Department of Bioinformatics and Biostatistics, School of Public Health and Information Sciences, University of Louisville, Louisville, KY, United States of America.
Division of Biostatistics, College of Public Health, The Ohio State University, Columbus, OH, United States of America.
PLoS One. 2023 Sep 14;18(9):e0291271. doi: 10.1371/journal.pone.0291271. eCollection 2023.
Study of the genome of the SARS-CoV-2 virus, particularly with regard to understanding evolution of the virus, is crucial for managing the COVID-19 pandemic. To this end, we sample viral genomes from the GISAID repository and use several of the maximum likelihood approaches implemented in PAML, a collection of open source programs for phylogenetic analyses of DNA and protein sequences, to assess evidence for positive selection in the protein-coding regions of the SARS-CoV-2 genome. Across all major variants identified by June 2021, we find limited evidence for positive selection. In particular, we identify positive selection in a small proportion of sites (5-15%) in the protein-coding region of the spike protein across variants. Most other variants did not show a strong signal for positive selection overall, though there were indications of positive selection in the Delta and Kappa variants for the nucleocapsid protein. We additionally use a forward selection procedure to fit a model that allows branch-specific estimates of selection along a phylogeny relating the variants, and find that there is variation in the selective pressure across variants for the spike protein. Our results highlight the utility of computational approaches for identifying genomic regions under selection.

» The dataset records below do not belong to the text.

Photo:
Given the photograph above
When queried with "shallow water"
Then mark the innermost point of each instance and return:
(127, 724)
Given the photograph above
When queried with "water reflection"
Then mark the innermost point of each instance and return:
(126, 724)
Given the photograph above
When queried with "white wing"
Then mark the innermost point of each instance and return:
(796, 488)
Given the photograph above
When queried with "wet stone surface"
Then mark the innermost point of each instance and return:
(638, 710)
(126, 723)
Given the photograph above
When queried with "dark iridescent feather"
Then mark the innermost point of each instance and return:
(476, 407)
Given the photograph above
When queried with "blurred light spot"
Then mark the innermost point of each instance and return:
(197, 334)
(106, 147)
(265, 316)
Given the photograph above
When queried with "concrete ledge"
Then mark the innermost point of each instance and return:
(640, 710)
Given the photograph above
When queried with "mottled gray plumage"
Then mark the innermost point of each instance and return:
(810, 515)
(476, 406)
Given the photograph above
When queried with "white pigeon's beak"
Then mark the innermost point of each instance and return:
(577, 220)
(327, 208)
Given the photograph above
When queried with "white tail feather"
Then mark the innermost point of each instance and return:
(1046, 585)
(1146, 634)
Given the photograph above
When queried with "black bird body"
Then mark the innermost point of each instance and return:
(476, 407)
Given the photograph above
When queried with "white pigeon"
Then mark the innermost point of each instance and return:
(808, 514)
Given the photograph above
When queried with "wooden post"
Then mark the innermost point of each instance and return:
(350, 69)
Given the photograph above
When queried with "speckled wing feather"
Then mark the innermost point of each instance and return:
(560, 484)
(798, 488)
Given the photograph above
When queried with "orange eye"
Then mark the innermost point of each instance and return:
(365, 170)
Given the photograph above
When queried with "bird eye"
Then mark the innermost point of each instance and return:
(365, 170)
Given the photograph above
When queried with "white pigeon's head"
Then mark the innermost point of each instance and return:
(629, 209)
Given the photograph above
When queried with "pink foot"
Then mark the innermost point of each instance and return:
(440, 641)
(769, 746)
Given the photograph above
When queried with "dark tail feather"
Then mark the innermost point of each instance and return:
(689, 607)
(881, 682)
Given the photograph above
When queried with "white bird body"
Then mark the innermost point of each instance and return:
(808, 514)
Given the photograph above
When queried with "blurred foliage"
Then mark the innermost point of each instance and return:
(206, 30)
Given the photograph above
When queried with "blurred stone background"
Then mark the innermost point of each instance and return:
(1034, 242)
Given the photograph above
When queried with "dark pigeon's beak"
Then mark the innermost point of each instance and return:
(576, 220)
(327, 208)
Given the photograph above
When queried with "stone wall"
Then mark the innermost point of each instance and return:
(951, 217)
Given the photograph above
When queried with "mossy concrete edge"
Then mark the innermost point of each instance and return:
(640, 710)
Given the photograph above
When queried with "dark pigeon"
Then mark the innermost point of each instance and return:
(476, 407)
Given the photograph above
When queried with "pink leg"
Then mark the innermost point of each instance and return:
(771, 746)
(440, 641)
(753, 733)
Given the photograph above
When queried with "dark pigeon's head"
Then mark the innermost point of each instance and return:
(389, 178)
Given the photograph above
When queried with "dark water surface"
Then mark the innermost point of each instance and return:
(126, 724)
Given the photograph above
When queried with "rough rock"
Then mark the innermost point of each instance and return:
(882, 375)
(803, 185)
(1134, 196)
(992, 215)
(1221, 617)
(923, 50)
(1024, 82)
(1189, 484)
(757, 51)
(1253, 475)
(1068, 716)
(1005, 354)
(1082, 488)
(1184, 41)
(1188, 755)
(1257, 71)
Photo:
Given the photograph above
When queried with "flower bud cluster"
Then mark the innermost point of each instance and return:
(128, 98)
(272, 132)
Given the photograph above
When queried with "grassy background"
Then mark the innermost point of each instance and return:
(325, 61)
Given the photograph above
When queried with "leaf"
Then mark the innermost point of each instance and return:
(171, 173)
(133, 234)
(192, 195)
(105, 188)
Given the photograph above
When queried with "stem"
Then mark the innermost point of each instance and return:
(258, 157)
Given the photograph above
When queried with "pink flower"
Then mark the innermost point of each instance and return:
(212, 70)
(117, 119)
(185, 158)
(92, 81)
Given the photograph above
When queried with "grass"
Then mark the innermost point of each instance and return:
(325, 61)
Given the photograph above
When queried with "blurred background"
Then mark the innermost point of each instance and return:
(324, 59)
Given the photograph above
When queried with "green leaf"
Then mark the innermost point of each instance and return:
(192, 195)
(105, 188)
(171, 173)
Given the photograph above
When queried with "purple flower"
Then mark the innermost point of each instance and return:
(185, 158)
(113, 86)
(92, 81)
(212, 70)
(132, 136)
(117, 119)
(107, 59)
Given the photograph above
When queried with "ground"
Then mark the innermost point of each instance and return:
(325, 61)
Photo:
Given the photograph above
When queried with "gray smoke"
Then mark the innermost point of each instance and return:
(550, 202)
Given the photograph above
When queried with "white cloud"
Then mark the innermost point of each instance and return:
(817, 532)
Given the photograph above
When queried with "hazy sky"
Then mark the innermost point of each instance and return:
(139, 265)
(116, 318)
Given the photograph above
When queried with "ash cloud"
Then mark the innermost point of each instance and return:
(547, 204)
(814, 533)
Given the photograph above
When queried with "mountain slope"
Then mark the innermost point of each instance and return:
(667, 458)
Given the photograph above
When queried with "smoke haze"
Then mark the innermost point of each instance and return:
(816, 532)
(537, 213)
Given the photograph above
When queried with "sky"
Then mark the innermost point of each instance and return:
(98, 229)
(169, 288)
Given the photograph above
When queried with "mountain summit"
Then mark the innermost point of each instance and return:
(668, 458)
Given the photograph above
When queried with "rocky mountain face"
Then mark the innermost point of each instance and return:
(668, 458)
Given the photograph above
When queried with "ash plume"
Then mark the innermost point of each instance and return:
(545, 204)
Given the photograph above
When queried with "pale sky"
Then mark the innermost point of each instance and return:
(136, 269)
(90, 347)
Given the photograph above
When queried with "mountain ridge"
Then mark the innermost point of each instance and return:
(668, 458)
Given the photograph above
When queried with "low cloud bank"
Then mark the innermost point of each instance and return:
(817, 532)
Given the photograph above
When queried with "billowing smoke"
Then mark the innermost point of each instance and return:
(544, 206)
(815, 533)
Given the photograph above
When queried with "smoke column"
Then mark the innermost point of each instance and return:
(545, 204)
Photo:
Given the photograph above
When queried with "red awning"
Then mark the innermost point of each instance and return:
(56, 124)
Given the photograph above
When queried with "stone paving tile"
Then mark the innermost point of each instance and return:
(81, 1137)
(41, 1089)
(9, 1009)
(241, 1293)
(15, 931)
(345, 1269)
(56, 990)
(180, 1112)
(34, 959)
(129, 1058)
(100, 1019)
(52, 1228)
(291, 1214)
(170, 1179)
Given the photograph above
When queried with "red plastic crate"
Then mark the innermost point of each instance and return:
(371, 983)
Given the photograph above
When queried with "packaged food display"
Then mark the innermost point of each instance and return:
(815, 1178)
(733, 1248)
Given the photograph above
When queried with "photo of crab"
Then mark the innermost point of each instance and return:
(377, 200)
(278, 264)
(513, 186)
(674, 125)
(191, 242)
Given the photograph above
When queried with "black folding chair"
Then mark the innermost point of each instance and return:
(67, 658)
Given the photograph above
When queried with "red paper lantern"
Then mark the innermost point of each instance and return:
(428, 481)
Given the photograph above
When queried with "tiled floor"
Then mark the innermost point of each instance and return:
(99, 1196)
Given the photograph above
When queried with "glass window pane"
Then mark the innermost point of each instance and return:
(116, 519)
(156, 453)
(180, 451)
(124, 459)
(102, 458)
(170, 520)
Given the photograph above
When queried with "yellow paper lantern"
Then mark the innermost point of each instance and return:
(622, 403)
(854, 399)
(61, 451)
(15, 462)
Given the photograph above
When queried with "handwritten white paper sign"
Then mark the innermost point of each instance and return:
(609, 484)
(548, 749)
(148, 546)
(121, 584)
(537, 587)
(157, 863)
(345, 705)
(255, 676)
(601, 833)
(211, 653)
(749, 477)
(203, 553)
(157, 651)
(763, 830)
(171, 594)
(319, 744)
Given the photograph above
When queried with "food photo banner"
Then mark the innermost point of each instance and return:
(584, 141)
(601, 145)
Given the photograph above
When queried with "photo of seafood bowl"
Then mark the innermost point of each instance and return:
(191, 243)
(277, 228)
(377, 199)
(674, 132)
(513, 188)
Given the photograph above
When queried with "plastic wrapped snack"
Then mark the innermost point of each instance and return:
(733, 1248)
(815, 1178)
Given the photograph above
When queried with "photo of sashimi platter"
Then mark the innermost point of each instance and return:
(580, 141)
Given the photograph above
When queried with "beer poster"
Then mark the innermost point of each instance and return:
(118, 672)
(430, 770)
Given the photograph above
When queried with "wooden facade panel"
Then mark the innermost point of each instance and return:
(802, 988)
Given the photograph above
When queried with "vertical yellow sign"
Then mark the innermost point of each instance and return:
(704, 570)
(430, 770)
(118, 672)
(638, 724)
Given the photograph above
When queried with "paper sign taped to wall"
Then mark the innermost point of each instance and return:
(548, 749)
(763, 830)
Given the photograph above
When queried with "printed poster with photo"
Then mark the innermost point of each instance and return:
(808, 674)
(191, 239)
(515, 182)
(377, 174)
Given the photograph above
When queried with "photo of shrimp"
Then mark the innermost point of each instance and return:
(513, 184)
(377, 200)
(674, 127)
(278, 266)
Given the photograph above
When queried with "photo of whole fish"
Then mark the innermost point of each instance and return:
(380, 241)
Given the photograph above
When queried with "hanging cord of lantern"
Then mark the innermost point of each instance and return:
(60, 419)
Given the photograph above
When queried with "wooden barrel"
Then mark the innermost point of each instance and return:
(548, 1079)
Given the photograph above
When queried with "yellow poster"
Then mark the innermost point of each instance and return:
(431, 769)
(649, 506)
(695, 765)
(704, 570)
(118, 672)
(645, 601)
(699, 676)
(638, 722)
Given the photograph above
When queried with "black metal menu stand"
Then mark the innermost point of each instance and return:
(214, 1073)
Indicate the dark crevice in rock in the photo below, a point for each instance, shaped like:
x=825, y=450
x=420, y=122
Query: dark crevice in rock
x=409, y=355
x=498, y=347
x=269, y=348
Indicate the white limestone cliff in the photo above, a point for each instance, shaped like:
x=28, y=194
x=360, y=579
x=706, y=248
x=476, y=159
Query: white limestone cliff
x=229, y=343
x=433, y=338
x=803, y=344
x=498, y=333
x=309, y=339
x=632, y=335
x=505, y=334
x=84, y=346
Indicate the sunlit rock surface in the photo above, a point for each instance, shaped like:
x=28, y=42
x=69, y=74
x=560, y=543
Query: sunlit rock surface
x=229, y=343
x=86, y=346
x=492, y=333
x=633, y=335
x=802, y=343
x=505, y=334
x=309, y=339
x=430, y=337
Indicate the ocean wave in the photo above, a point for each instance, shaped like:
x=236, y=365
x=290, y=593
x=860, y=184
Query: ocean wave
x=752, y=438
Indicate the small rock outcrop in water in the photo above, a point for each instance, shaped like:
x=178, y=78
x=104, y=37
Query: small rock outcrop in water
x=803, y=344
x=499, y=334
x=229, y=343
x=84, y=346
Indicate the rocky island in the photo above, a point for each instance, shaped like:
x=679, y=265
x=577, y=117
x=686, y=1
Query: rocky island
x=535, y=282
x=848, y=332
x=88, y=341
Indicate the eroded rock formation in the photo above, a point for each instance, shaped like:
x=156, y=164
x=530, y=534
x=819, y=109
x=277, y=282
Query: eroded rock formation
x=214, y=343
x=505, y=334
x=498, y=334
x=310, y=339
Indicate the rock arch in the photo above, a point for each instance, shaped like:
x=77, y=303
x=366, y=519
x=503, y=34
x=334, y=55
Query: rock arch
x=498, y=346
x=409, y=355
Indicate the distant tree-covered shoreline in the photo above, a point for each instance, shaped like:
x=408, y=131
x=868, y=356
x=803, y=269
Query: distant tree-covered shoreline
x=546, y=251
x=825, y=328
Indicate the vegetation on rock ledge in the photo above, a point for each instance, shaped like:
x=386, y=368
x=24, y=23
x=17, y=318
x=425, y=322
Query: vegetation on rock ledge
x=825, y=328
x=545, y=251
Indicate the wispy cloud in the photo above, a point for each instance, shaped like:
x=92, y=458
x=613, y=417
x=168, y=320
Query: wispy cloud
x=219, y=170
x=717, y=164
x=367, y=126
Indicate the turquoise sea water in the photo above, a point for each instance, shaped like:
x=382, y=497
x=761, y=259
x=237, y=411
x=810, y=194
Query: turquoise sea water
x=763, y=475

研究 SARS-CoV-2 病毒的基因组,特别是了解病毒的进化,对于管理 COVID-19 大流行至关重要。为此,我们从 GISAID 存储库中采样病毒基因组,并使用 PAML 中实现的几种最大似然方法,这是一组用于 DNA 和蛋白质序列系统发育分析的开源程序,来评估 SARS-CoV-2 基因组蛋白编码区中阳性选择的证据。在 2021 年 6 月之前确定的所有主要变体中,我们发现阳性选择的证据有限。特别是,我们在跨变体的刺突蛋白蛋白编码区中发现了一小部分(5-15%)位点的阳性选择。虽然在核衣壳蛋白中,Delta 和 Kappa 变体有阳性选择的迹象,但大多数其他变体总体上没有表现出强烈的阳性选择信号。我们还使用正向选择程序拟合了一个模型,该模型允许在与变体相关的系统发育上对分支特异性选择进行估计,并发现刺突蛋白的变体之间的选择压力存在差异。我们的研究结果强调了计算方法在识别受选择影响的基因组区域方面的实用性。